Twenty boys with sliding hernias, including 19 children under 5 years of age with inguinal hernias and one 12-year-old child with bilateral thigh sliding hernias, were followed by us for 30 years. Most of them (14) were admitted with a diagnosis of impinged inguinal hernia. The preoperative diagnosis of a sliding hernia is difficult. An accurate diagnosis is usually only made during the operation. A right-sided sliding inguinal hernia was diagnosed in 16 children, including those with a leaky appendix (12) and a leaky bladder (4). A left-sided sliding hernia with discharge from the descending colon was present in 2 children. In one child, the sliding inguinal hernia was bilateral.
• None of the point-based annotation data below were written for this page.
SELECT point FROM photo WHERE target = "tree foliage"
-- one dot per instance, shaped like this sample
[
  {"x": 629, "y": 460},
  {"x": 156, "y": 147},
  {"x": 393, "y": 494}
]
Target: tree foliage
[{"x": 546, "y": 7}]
Caution should be exercised when operating on sliding hernias as excision or cutting away of the hernial sac may damage the sliding organ or perforate its wall. We observed two children under the age of 1 year who had a bladder injury with a sliding hernia during surgery. In both cases the bladder wound was repaired with suture and cystostomy and recovery was observed. When suturing the hernial ostium after removal of the hernial sac, the sliding organ behind the hernial ostium should be submerged retroperitoneally, followed by plication by one of the methods described above.
patient K.2.5 years old, was admitted to the Children's Surgery Clinic in Ryazan, complaining of pain in the right groin, enlargement and infiltration of the upper third of the right side of the scrotum. According to his mother, he had been ill and restless for 2 days. The patient was examined by a local surgeon and hospitalized with a diagnosis of hernia and acute lymphadenitis.
On admission he was in fair condition, with a body temperature of 37.8°C, a pulse of 120 per minute and satisfactory inflation. His tongue was swollen and dry and he had thrown up twice. His abdomen was soft, not painful, he did not have a bowel movement, he urinated freely. There was a 3.5 × 1.5 cm nodular mass in the right groin and upper third of the scrotum that was painful on palpation. The scrotal skin on the right side is engorged and infiltrated. The spermatic cord is undifferentiated. Palpation of the hernia is acutely painful. The testicle on the right side in the scrotum. Peripheral blood leukocytes 10-10 9 /l.
discussion
Diagnosing a hiatal hernia before surgery is extremely rare in both adults and children. According to Alessandri (1936), the presence of a urinary bladder in the hernial sac was determined preoperatively in only 5 out of 175 cases, in 71 patients the diagnosis was made during the operation, in 76 cases iatrogenic damage to the bladder was determined during the herniotomy and in 23 cases was the urinary bladder was not recognized even during the operation.
We have not found any description of femoral sliding hernia in childhood in the available literature [9-12].
The material from our study shows how difficult it is to diagnose sliding inguinal hernia before surgery. A correct diagnosis is usually only made during the operation. The second observation shows the possibility of bladder damage during surgery. The third observation shows how difficult it can sometimes be to diagnose a sliding femoral hernia. The child underwent two operations, but the correct diagnosis was never made. The entry of a sliding femoral hernia into the hernial sac could only be determined by a laparotomy and a revision of the anterior abdominal wall from the abdominal side.
So a sliding inguinal hernia in children is rare, a sliding femoral hernia is even rarer. In most cases, children with a sliding inguinal hernia are brought in as an emergency with a diagnosis of a compressed hernia. The colon and bladder as components of a sliding hernia remain viable, but the risk of their intraoperative damage is high.
The authors conclude that there is no conflict of interest.